El general Wadham era un hombre alto y fuerte, llevaba unas patillas largas y cerdosas y tenía unos ojos de un color azul pálido en los que se apreciaba una deficiencia que tanto podía ser miopía como presbicia. Hester no estaba segura de si se trataba de lo uno o lo otro, pero era evidente que sus ojos no se centraban en ella cuando le hablaba.

– ¿Está usted de visita, señorita…, señorita…?

– Latterly -dijo ella echándole una mano.

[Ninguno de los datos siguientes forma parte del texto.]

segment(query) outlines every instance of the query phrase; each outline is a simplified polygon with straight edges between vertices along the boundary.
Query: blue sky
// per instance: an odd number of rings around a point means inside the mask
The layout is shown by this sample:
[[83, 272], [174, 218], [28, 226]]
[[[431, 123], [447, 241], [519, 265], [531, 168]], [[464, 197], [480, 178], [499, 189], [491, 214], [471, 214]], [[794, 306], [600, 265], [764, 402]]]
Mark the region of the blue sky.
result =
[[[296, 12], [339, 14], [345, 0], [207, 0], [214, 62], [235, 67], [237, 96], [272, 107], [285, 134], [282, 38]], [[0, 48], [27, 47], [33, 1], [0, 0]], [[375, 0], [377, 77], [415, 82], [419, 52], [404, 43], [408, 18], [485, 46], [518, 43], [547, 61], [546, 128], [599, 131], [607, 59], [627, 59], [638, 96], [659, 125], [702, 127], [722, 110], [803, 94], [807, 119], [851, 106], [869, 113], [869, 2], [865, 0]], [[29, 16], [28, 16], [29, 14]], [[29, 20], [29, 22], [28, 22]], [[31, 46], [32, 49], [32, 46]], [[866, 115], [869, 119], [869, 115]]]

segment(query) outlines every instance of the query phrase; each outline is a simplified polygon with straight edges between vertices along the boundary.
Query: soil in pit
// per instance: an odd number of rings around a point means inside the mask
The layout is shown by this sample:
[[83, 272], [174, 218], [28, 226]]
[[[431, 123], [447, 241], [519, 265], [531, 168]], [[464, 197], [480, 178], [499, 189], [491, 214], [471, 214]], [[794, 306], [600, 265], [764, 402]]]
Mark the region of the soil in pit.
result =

– ¡Ah, sí, claro, Latterly!

A Hester aquel hombre le recordaba de manera casi grotesca a una docena de militares de mediana edad que había conocido y de los que ella y Fanny Bolsover se burlaban siempre, cuando estaban cansadas y asustadas después de haberse pasado toda una noche en vela cuidando de los heridos, tras lo cual acababan echándose en el mismo jergón de paja, acurrucándose muy juntitas para darse calor y contándose historias tontas para reír un rato, porque siempre es mejor reír que llorar. Era entonces cuando se dedicaban a mofarse de los oficiales porque la lealtad, la conmiseración y el odio resultaban sentimientos demasiado complejos como para abandonarse a ellos cuando ya no les quedaban fuerzas ni humor para nada más.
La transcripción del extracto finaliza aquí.